でも感謝するよ、ゼイアード。おかげで、いざ本番の時に足がすくんで動けなくなるなんて事態は避けられそうだ。
「んじゃ行くぜ。ハンデ戦だからな。タイミングくらいは教えとかねぇと、恰好つかねぇ」
剣先を斜め下に構えゼイアードが動く。
狼獣人の俊足を生かした強襲スタイルだ。
合わせて私も動く。
剣術スキルなしに彼より先手をとることは不可能だ。
ゆえにスキル【見切り】を極限に研ぎ澄まし、後の先を狙う。
キュピーーン
すれ違い一閃。
勝負は、ただ、その一瞬。
すべての決着はそれでついた。
プシュウッ
「……痛い」
私の肩からイキオイよく血潮が噴き出す。
【見切り】も防具も【プロテクション】も突き破って私に剣を届かせた。
強くなったね、ゼイアード。
「サクヤさん!」
「もうよせ、サクヤ。
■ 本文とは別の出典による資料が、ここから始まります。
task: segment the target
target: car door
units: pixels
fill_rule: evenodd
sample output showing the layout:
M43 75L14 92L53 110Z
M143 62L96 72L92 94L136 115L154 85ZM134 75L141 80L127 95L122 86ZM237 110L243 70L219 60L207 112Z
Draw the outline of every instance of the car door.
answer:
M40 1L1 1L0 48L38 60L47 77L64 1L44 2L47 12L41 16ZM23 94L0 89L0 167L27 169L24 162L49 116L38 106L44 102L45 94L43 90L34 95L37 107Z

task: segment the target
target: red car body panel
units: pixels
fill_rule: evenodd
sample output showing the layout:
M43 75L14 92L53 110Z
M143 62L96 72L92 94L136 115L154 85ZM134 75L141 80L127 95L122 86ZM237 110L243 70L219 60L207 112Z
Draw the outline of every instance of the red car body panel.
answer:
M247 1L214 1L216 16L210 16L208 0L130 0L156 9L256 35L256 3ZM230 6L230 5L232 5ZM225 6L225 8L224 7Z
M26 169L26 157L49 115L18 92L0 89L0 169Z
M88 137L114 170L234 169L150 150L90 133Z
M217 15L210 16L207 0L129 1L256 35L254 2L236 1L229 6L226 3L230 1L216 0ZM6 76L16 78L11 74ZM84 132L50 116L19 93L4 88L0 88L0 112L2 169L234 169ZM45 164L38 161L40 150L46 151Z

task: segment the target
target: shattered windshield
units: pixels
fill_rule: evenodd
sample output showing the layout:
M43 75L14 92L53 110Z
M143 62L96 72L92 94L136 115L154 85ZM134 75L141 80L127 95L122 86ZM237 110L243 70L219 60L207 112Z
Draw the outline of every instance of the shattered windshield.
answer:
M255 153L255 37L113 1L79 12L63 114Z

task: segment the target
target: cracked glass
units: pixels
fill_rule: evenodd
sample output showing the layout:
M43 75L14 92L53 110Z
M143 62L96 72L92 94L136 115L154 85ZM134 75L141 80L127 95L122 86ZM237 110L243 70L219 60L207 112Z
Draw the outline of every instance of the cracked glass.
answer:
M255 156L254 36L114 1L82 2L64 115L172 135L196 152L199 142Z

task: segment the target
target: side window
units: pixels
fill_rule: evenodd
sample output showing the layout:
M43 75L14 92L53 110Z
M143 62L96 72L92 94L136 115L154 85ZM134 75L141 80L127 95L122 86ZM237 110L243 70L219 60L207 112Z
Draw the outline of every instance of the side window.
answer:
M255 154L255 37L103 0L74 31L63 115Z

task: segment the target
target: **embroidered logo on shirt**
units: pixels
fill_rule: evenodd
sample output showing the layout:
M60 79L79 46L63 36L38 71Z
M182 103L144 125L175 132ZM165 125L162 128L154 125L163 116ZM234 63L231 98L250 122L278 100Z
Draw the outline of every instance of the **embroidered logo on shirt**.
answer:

君の負けだ」
真琴ちゃんとホノウが私に寄ってくる。
「俺のためにそんな無茶をしようとするなら、もういい。アイツも……あんな姿で多くの人を殺したくはないはずだ。だから………アイツを死なせてやってくれ」
「良い傷もらっちゃった。でも、勝ちもいただいた。アイツはすでに制圧されている」
「なに?」
「あれ? ゼイアード、どうしたんだろう」
ゼイアードは中腰の前かがみで股間をおさえている。とても勝負の時にするような態勢ではない。これぞ私の剣術以外のスキルの成果。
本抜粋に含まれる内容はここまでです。